Matisse initially planned to execute the designs for sets and costumes in his home at Issy-les-Moulineaux just outside Paris, and send them to the Empire Theatre in London, where the Ballets Russes was carrying out its rehearsals. But he soon changed his mind, deciding he should like to work alongside the theatre company as the entire project unfolded. Being in London also gave Matisse access to the Victoria and Albert Museum, which would profoundly influence his Oriental costume designs for the Chinese Emperor and his courtiers.
Matisse not only designed costumes, sets, curtains and stage props, but also became closely involved in the production of his ideas, hand painting his patterns directly onto costumes and curtains alongside a dedicated team and working closely with the development of angular jewellery to be seen from afar. In order to help visualise his overall stage design, Matisse turned a wooden crate into a diorama, which he filled with cut pieces of coloured paper, the first example of the cut-paper work that he would return to in his later years.
This process allowed Matisse to envision a turquoise blue backdrop and black ground which formed a sharp contrast with the array of rainbow-coloured costumes in red, pink, yellow and green, featuring abstract geometric or floral motifs in repeat patterns. These figures formed a flurry of frenetic coloured energy, circulating around the dead Emperor in the centre, who remained static throughout the entire ballet, drenched in black on a bed throne. At the climax of the story, when the Emperor is brought back to life by the nightingale’s song, a dazzling red train painted with a golden dragon unfurled to fill the entire stage.

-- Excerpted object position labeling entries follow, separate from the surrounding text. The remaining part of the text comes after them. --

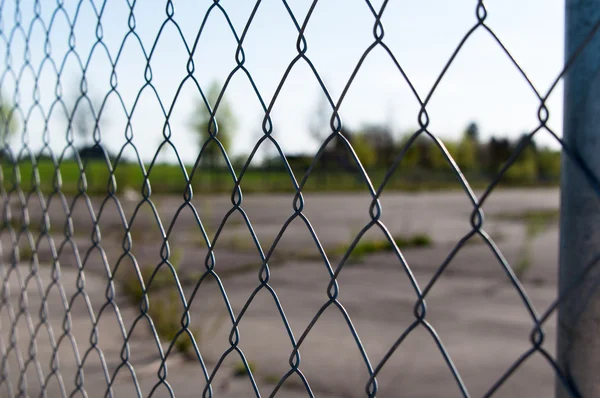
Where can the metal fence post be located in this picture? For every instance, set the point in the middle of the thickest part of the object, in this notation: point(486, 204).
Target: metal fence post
point(578, 346)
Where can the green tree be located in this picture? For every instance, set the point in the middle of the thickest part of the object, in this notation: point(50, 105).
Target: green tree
point(548, 163)
point(524, 169)
point(364, 150)
point(472, 132)
point(466, 154)
point(202, 125)
point(410, 160)
point(8, 121)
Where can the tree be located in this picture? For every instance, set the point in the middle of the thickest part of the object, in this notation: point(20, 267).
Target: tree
point(466, 153)
point(472, 132)
point(84, 116)
point(381, 140)
point(203, 125)
point(548, 163)
point(319, 126)
point(8, 122)
point(364, 150)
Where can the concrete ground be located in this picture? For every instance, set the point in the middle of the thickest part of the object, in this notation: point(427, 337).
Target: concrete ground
point(476, 312)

Although Matisse had this colour scheme planned out in advance on a small scale, when it came to enlarging his ideas to life-size, he encountered a series of unforeseen issues. Theatrical lighting changed the way his black ground looked, making it appear red in tone and forcing him to shift instead to a Prussian blue. Matisse was also quite taken aback at how movement changed the nature of his costume designs, disguising or concealing areas of colour and pattern that he had considered vital to his overall design. Working closely with Matisse, the choreographer Massine changed his original sequences to suit the dancer’s costumes, a move which prompted critics to deride the performance for its ‘hermetic choreography.’
Despite the setbacks and criticism, Matisse would later return to the Ballets Russes in 1937, some years after Diaghilev’s death in 1929, creating sets and costumes for the ballet Rouge et Noir in Monte Carlo. This time Matisse had more confidence in his overall vision, linking set and costume together with the same limited colour schemes of red, yellow, blue and black, a vision one critic praised as “like an abstract painting set in motion.” Onto the dancer’s costumes he placed a random smattering of flame shapes which appeared to flicker and move with bodies through space.
Although Matisse loved dance throughout his entire career, his experiences with ballet undoubtedly shaped the nature of his art throughout the 1920s and beyond. The scope and scale of ambitious public art commissions such as the Barnes Mural in Pennsylvania and the Vence Chapel in Nice particularly nod towards the theatricality of ballet, exploring how simple, understated arrangements of colour, light and pattern on a vast, all-encompassing scale can completely transform the space around it.